The study is the starkest indication yet that the legal and voluntary measures are not getting the job done, following June warnings from E.U. Commissioner Thierry Breton that X had work to do to avoid potentially massive fines under the DSA. The research was conducted by nonprofit analysis group Reset, which advocates for greater oversight of digital platforms.
Without full access to data held by the companies — data that must be made more available under the new law — Reset relied on public information, such as the number of interactions that problematic content drew from people who had not been following the account that posted it.
Musk’s X was not alone in having failed to stop the spread of Russian propaganda, the study found. Instagram, Telegram and Facebook, owned by Meta, also drew criticism.
Reset senior adviser Felix Kartte told The Washington Post that the myriad propaganda campaigns used hate speech, boosted extremists and threatened national security, potentially influencing European elections next year.
The researchers said the law and the social media companies were not equipped for a full information war of the type Russia has been waging across state-owned official accounts, aligned accounts and others.

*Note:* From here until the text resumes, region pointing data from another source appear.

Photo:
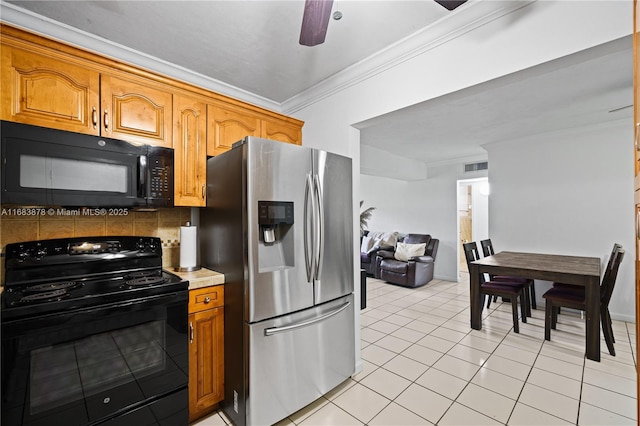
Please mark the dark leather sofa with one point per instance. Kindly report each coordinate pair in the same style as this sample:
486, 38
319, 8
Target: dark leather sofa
385, 241
416, 271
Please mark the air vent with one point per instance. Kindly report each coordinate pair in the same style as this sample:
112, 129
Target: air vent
475, 167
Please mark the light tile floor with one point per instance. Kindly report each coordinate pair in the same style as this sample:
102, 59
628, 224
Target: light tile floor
423, 364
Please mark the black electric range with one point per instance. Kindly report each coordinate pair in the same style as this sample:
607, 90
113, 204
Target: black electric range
94, 332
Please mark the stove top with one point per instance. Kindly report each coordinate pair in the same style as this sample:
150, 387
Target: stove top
56, 275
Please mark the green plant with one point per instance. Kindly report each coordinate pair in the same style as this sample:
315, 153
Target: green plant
365, 215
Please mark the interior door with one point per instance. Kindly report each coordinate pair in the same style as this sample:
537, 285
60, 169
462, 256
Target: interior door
334, 273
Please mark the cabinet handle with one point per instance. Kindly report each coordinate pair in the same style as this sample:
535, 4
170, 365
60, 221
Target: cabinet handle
94, 117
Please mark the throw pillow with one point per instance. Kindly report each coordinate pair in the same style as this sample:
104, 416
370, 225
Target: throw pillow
375, 246
406, 251
389, 239
367, 243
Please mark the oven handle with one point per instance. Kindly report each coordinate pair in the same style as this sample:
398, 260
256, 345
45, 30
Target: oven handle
180, 296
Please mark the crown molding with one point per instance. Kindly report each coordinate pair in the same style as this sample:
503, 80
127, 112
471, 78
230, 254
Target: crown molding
453, 25
38, 24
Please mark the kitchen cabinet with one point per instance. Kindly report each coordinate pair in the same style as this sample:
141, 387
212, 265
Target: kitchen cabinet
45, 91
283, 131
226, 125
190, 150
60, 93
135, 111
206, 350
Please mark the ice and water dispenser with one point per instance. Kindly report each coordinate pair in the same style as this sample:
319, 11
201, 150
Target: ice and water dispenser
276, 240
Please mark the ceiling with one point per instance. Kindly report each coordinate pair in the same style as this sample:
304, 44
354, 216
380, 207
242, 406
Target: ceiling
253, 46
590, 87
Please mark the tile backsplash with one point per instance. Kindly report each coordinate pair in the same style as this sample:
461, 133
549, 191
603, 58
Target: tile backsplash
17, 225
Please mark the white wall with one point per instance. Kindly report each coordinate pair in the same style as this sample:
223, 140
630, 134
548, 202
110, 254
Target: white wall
568, 193
540, 32
428, 206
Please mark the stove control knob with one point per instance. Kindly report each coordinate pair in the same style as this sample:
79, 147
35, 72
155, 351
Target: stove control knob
22, 254
40, 253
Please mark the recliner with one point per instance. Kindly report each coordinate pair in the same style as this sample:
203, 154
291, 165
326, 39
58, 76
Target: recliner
416, 271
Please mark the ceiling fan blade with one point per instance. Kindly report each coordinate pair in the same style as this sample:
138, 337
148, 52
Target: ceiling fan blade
315, 21
450, 4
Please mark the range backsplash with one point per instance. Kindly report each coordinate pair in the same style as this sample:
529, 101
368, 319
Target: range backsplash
27, 224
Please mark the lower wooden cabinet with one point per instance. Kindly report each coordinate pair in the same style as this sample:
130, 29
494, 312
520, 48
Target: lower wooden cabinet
206, 350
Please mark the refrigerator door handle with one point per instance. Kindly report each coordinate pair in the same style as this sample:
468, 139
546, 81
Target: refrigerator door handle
275, 330
320, 236
308, 258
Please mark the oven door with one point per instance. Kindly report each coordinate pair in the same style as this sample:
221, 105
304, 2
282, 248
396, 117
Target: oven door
123, 363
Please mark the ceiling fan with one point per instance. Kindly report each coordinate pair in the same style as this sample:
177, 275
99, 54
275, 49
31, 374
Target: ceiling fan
315, 19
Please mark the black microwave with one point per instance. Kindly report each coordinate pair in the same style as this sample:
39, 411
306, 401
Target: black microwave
47, 167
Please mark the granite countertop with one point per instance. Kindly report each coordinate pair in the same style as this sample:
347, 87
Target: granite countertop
200, 278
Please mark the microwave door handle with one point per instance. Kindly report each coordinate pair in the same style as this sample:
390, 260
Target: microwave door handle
142, 176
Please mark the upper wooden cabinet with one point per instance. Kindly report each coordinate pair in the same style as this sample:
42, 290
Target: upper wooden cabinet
228, 124
135, 111
51, 92
190, 151
51, 84
48, 92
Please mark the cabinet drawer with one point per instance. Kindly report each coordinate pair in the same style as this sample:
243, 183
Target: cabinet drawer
206, 298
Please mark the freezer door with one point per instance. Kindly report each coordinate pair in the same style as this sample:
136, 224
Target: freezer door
278, 282
334, 271
296, 359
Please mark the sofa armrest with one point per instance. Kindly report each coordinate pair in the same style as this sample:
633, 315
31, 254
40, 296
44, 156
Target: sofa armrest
421, 259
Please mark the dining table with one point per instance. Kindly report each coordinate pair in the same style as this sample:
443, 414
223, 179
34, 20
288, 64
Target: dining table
577, 270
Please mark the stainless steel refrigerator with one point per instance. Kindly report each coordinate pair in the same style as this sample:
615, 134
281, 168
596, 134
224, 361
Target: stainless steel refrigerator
279, 225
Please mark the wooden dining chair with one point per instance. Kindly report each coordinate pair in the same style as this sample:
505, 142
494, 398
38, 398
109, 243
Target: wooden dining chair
487, 250
575, 299
505, 289
616, 247
578, 288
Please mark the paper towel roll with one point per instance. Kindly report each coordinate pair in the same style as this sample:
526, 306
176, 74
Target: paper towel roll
188, 246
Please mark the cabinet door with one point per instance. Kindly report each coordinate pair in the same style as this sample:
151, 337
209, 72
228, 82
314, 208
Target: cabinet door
206, 361
135, 112
190, 151
226, 125
281, 131
48, 92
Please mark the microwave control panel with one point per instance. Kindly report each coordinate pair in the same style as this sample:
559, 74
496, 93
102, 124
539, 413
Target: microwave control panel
160, 184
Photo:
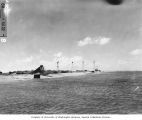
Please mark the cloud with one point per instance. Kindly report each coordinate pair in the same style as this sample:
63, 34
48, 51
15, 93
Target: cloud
90, 41
59, 54
136, 52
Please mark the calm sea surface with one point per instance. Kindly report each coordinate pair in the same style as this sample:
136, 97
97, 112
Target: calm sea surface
105, 93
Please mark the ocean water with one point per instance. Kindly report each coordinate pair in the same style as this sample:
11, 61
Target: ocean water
105, 93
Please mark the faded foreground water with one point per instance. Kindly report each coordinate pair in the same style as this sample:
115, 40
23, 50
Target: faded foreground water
105, 93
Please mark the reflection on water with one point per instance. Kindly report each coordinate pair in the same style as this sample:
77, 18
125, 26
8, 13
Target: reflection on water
105, 93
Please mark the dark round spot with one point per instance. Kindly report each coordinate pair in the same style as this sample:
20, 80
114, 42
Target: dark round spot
115, 2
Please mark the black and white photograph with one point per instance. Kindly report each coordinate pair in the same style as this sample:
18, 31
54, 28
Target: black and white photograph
71, 57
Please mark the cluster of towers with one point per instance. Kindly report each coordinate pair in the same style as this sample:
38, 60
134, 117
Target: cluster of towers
72, 65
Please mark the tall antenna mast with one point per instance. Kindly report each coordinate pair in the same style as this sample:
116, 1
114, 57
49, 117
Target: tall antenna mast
72, 66
57, 65
94, 65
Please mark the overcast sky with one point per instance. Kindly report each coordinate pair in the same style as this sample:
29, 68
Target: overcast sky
44, 31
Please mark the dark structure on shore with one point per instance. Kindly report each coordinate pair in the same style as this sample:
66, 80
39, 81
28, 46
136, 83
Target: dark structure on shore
38, 71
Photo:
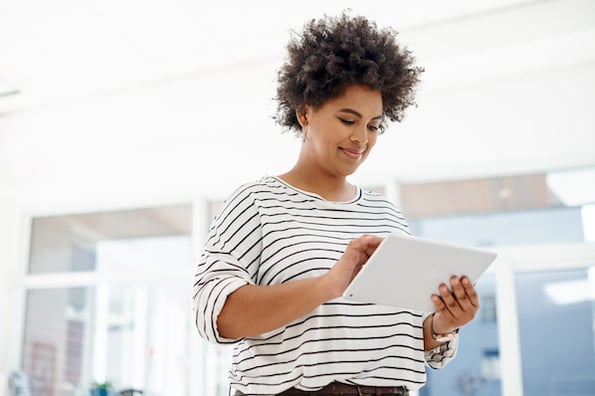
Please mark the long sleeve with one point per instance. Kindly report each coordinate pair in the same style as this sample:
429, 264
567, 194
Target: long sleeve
230, 259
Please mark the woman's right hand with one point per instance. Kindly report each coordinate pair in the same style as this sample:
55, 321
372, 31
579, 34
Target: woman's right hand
356, 255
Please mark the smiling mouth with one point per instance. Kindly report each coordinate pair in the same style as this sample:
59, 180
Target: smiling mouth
355, 154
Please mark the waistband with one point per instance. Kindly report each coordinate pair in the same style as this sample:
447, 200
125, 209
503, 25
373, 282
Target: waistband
337, 388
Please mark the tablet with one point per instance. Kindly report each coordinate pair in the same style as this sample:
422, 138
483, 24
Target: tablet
404, 271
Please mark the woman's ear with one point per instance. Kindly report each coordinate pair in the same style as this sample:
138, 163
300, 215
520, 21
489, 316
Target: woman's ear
302, 116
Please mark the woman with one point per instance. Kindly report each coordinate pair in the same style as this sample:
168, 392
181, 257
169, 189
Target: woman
282, 249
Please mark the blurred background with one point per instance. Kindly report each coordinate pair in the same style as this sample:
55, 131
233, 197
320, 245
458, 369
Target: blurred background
124, 124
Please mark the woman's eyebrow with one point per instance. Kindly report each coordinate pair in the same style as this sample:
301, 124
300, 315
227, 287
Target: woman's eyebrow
356, 113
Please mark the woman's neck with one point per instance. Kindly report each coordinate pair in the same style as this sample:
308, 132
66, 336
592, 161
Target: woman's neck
330, 188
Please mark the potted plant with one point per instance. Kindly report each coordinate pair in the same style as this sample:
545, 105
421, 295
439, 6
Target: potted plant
100, 388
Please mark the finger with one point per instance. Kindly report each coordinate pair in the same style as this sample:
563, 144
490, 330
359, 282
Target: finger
438, 303
470, 291
449, 300
458, 290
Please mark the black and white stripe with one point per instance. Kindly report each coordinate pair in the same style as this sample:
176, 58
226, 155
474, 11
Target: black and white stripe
268, 233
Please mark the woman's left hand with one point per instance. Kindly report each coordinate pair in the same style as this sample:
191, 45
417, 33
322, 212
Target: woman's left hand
456, 306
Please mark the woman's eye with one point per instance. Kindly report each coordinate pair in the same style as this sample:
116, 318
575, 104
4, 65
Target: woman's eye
375, 128
346, 122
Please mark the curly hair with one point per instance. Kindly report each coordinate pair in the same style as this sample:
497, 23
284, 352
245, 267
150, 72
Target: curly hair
333, 52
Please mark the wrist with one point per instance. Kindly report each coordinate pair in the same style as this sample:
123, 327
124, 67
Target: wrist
441, 336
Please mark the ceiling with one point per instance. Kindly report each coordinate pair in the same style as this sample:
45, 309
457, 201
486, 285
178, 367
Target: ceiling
508, 87
59, 50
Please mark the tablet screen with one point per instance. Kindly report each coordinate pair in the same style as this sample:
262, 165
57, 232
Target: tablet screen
405, 271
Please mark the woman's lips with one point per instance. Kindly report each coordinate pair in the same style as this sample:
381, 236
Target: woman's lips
352, 153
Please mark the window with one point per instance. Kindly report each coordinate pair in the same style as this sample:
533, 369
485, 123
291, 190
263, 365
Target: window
108, 299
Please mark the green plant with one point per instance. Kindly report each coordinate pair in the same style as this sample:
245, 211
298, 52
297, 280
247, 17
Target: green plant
101, 385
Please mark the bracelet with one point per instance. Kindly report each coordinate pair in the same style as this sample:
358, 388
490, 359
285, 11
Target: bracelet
441, 337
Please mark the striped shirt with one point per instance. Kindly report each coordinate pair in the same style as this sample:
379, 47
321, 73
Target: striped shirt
268, 232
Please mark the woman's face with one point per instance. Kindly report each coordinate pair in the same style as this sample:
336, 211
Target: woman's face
338, 136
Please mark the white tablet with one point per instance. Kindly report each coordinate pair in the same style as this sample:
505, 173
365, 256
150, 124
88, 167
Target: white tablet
405, 271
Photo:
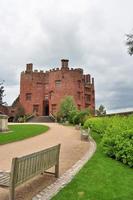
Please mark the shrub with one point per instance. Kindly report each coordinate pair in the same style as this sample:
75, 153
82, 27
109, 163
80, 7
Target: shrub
117, 136
81, 116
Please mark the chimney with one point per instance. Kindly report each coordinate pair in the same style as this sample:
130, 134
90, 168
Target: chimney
29, 67
64, 63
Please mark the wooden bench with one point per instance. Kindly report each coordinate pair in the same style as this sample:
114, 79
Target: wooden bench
27, 167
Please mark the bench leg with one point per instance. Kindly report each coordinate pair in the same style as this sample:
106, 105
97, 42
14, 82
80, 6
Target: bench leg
57, 170
12, 194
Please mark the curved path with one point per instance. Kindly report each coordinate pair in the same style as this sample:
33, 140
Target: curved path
72, 149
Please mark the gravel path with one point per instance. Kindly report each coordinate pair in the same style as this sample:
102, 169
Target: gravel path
72, 150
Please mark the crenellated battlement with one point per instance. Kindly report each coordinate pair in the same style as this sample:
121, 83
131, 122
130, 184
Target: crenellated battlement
42, 91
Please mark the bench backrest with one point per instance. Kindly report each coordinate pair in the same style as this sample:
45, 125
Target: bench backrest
28, 166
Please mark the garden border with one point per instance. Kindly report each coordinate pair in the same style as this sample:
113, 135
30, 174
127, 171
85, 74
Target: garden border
60, 183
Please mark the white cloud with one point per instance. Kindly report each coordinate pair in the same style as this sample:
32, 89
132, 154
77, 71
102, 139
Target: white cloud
90, 33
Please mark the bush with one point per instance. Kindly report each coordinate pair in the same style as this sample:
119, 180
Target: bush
81, 116
117, 136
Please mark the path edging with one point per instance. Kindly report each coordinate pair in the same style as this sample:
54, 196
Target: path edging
61, 182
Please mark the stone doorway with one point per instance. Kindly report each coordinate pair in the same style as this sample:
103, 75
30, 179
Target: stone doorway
46, 108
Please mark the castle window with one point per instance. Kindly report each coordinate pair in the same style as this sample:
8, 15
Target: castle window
46, 85
46, 97
28, 96
78, 95
58, 83
51, 94
35, 108
39, 84
79, 83
53, 108
79, 107
88, 89
88, 97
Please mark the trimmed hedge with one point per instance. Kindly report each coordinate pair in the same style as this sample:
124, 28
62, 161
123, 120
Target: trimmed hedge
117, 136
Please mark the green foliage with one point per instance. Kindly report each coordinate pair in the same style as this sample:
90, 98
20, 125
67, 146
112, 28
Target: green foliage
67, 107
21, 132
101, 111
102, 178
81, 116
1, 93
117, 136
69, 112
20, 113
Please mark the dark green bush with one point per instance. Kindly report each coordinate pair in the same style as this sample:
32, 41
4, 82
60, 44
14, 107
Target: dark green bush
81, 116
117, 136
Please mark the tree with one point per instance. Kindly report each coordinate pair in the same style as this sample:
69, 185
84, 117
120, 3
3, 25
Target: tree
129, 43
67, 105
1, 93
101, 111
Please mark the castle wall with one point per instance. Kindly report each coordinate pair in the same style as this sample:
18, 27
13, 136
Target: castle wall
42, 92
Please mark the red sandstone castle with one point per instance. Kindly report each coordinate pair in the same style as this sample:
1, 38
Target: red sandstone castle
41, 92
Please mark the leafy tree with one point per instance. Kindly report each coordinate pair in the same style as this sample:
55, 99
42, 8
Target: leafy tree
129, 43
67, 106
101, 111
1, 93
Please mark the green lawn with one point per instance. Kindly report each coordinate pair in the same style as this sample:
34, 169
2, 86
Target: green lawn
102, 178
21, 132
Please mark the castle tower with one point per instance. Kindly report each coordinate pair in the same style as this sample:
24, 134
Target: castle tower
41, 92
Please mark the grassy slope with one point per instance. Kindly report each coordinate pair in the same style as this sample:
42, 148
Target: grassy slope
100, 179
21, 132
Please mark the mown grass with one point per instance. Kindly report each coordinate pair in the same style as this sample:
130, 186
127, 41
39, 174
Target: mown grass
21, 132
102, 178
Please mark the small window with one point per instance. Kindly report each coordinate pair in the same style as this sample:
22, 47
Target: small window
28, 96
79, 107
35, 108
53, 108
78, 95
58, 83
51, 94
88, 89
79, 83
46, 97
46, 85
88, 97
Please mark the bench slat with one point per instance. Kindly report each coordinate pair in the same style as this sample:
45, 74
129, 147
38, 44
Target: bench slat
4, 178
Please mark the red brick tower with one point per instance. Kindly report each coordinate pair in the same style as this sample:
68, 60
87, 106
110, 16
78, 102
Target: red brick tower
41, 92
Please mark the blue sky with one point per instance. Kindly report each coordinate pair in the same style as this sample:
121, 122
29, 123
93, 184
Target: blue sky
91, 34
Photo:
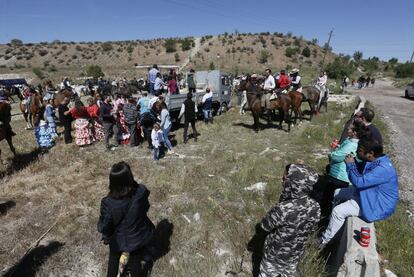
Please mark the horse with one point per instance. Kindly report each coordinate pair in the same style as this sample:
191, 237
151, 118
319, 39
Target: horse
5, 128
253, 95
34, 112
296, 98
311, 95
13, 91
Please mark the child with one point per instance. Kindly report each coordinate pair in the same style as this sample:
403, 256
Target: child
156, 137
50, 118
123, 222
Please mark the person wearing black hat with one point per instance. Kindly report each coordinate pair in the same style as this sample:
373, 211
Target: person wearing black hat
189, 110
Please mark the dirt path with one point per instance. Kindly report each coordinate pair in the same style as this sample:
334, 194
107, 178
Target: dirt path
398, 114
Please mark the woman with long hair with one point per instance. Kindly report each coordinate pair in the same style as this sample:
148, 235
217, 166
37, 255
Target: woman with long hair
93, 113
123, 221
83, 133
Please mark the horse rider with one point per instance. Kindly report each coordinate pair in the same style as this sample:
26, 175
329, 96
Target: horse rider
321, 84
66, 83
5, 118
269, 86
283, 83
27, 95
295, 79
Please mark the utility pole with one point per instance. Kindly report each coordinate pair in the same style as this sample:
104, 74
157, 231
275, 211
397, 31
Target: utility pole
326, 49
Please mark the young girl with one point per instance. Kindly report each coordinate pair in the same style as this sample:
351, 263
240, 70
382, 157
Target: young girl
49, 117
156, 137
123, 221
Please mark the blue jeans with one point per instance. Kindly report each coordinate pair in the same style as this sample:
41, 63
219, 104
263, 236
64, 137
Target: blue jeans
165, 133
151, 88
207, 114
156, 154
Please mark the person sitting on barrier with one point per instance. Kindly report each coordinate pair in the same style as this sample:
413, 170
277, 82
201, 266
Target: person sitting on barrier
366, 115
290, 222
269, 86
373, 195
337, 177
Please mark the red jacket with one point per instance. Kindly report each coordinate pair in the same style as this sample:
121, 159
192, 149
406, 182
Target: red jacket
283, 81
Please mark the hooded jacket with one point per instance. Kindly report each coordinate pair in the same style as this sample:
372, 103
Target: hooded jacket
377, 187
289, 223
124, 222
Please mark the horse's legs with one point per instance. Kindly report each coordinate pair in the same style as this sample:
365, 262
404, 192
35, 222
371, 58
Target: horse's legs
10, 143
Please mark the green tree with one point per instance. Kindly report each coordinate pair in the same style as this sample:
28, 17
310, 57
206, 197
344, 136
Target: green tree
170, 45
16, 42
95, 71
264, 56
306, 52
338, 69
106, 46
357, 56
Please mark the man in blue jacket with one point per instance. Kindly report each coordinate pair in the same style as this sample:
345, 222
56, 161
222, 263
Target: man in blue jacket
373, 195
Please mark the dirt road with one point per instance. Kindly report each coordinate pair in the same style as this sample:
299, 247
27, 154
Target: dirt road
398, 114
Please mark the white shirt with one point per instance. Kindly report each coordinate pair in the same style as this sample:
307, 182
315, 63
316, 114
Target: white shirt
158, 83
269, 83
156, 137
297, 80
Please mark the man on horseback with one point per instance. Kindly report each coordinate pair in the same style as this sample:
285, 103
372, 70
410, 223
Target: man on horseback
295, 79
283, 83
269, 86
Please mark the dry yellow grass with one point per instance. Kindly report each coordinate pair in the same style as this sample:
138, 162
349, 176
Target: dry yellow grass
67, 183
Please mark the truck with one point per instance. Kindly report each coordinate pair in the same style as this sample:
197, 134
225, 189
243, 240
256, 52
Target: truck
217, 81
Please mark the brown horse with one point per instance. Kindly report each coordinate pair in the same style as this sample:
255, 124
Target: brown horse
5, 128
296, 97
311, 95
253, 94
34, 112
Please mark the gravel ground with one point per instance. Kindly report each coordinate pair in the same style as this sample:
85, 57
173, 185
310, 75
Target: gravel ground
397, 112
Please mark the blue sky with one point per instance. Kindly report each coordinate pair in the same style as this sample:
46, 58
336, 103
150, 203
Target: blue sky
377, 28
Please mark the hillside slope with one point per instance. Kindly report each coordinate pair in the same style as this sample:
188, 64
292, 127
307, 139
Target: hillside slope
237, 53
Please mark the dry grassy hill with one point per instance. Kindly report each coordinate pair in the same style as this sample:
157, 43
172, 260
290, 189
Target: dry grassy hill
238, 53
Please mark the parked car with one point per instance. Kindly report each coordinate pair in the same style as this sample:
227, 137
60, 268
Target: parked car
409, 91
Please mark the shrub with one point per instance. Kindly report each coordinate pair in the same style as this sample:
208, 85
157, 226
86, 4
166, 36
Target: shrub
130, 49
306, 52
95, 71
264, 56
106, 46
186, 44
43, 52
38, 72
16, 42
290, 52
338, 68
404, 70
170, 45
357, 56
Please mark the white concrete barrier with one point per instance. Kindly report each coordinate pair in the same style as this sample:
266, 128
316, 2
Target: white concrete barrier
352, 258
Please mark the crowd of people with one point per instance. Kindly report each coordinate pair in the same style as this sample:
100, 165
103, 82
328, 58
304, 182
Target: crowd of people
360, 181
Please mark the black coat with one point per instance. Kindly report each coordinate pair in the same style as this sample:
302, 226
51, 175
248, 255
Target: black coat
124, 222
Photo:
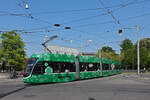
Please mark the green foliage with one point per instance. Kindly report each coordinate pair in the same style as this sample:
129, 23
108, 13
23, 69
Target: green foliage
13, 49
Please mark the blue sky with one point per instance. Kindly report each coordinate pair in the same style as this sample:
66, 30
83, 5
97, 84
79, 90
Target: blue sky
85, 17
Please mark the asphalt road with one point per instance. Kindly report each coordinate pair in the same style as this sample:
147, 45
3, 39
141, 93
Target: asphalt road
119, 87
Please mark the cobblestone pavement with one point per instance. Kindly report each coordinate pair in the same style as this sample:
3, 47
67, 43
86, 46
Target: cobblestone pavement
123, 86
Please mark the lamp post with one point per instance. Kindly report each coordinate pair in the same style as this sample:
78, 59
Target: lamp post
138, 45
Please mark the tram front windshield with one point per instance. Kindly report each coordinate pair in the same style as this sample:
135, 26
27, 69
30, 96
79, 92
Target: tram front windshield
30, 65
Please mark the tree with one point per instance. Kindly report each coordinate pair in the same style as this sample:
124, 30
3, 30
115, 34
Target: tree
13, 49
127, 53
126, 44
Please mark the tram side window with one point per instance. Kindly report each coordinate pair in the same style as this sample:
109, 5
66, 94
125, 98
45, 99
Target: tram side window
89, 66
92, 67
83, 67
61, 67
39, 68
105, 66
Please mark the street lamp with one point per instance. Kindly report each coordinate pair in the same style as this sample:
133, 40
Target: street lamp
138, 44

Russian interests also coordinated actions by volunteers on Telegram channels, such as Cyber Front Z, urging simultaneous posts to manipulate the formulas that boost popular content. They filed false mass claims that pro-Ukraine accounts were violating platform rules to get them suspended, and they intimidated others with doxing and other threats.
Using one key technique, the propagandists first posted numerous messages in unregulated spaces with less traffic, then promoted those postings with links on more popular channels.
“No [social media] platform introduced policies addressing all or even most Kremlin-operated accounts,” they wrote. “In addition, platforms fundamentally ignored cross-platform coordinated campaigns.”
X and Meta did not respond to requests for comment.
Though the main period of study was 2022, “the reach of pro-Kremlin accounts has increased between January and May of 2023, with average engagement rising by 22 percent across online platforms,” Reset found. “However, this increased reach was largely driven by Twitter, where engagement grew by 36 percent after CEO Elon Musk decided to lift mitigation measures on Kremlin-backed accounts, arguing that ‘all news is to some degree propaganda.’”
Musk withdrew his social media platform from the voluntary code of conduct for combating disinformation that was widely propagated in June 2022, and he has eased content rules and cut enforcement staff.
Under Musk’s ownership, the company has dropped the state-affiliated media labels it had been attaching to RT and other Kremlin-controlled accounts. Propagandists have also paid for the platform’s blue-check verification program to make their posts more prominent.
As IMI reported, X will lift the ban on paid political ads. The move was announced earlier this year, shortly after Elon Musk took over the social network previously known as Twitter. The company had originally banned such ads back in 2019 under then-CEO Jack Dorsey’s management, claiming at the time that “political message reach should be earned, not bought.”
The company now known as X said it would begin to allow political advertising as part of its efforts to build on its commitment to free expression. “In reality, X is likely in need of the ad dollars political advertising brings, given that X’s U.S. ad sales had dropped by 59% year-over-year, The New York Times reported in June,” remarks TechCrunch.